Collier unterstreicht diese Tatsache und weist darauf hin, wie viel größer die Art hier im Gegensatz zu Orten mit vergleichbaren Weißen Haipopulationen ist: „Im Vergleich zu Australien oder Südafrika finden wir hier Haie, die 800 bis 1.000 Pfund schwerer sind, weil es so viel verfügbare Nahrung gibt.“

Collier glaubt, dass die Population des Weißen Hais in dem Vierteljahrhundert, seit er unter Bundesschutz steht, gewachsen ist. Er glaubt auch, dass die Verbreitung von Drohnen exponentiell mehr Augen auf ein Phänomen gelenkt hat, das wahrscheinlich schon immer da war.

„Ich bin überrascht, dass die Leute nicht öfter gebissen werden“, sagte Van Sommeran. „Ich erkläre den Leuten, die mit dem Kajak hinauspaddeln, um die Kleinen zu sehen, dass es da draußen auch Große gibt. Und sie haben alle ihre Kampfnarben.

„Haben Sie jemals den Schädel eines Seeelefanten gesehen? (Die Haie) müssen sich Wölfe und Bären suchen, um sich mit ihnen anzulegen. Es ist ein hartes Berufsbild, das sie haben.“

***

Surfen oder nicht surfen?

Für Tyler Fox, gebürtig aus Aptos und lebenslanger Surfer in dem Gebiet, das einfach als „The Beaches“ bekannt ist, ist es eine einfache Entscheidung.

„Nein – das ist es nicht wert.“

Fox, der ein populäres Magazin für Surfkultur namens Santa Cruz Waves betreibt und regelmäßig zu Big-Wave-Wettbewerben in Mavericks eingeladen wurde, hat in letzter Zeit zu viel gesehen. Nur wenige Tage bevor Kelly angegriffen wurde, wurde ein Freund von Fox von einem Hai angegriffen. Bei einem anderen Freund schwamm einer direkt auf ihn zu, bevor er abtauchte.

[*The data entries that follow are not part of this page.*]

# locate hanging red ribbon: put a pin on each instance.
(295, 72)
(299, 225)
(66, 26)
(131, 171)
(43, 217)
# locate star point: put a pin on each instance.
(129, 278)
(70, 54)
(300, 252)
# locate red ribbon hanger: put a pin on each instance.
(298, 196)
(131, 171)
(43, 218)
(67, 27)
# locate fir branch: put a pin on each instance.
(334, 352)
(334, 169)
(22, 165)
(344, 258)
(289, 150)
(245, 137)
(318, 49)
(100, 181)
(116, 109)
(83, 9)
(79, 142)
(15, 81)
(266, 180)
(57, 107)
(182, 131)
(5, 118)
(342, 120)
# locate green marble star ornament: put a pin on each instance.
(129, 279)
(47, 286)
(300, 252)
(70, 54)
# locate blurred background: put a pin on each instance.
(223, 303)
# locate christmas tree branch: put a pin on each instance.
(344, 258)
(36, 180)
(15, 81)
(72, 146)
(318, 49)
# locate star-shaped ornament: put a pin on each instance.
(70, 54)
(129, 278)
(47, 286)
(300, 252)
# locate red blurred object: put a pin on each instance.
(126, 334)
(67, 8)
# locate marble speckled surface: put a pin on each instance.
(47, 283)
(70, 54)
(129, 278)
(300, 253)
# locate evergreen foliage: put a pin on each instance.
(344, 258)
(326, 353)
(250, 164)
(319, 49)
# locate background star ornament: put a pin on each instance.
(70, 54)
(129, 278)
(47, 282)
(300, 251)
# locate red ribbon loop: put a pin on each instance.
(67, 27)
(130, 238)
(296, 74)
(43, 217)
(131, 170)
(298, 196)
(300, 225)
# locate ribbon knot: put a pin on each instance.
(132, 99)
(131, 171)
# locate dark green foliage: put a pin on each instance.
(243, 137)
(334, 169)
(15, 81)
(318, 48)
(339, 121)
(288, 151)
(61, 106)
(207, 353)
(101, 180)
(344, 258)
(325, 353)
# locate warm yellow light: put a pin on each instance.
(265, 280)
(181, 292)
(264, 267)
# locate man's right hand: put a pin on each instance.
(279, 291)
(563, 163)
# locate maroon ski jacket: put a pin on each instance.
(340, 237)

„Wir sind als Kinder damit aufgewachsen, an diesen Beachbreaks zu surfen und nach guten Sandbänken zu suchen – ich liebe es. Und wir haben immer gewusst, dass sie da draußen sind“, sagte Fox. „Aber wenn ein Freund von einem gestoßen wird und ein anderer sieht, wie einer unter ihm durchschwimmt, dann ist das schon seltsam. Ich glaube, da ist etwas Neues im Gange.“

Surfpausen, die früher eine Menge Leute anzogen, sind jetzt fast leer.

„Die Leute sind ziemlich aufgewühlt. Sie haben Angst zu surfen“, sagte Fox. „Es wird zurückkommen. Aber es wird wahrscheinlich einige Zeit dauern.“

Schreibe einen Kommentar

Deine E-Mail-Adresse wird nicht veröffentlicht.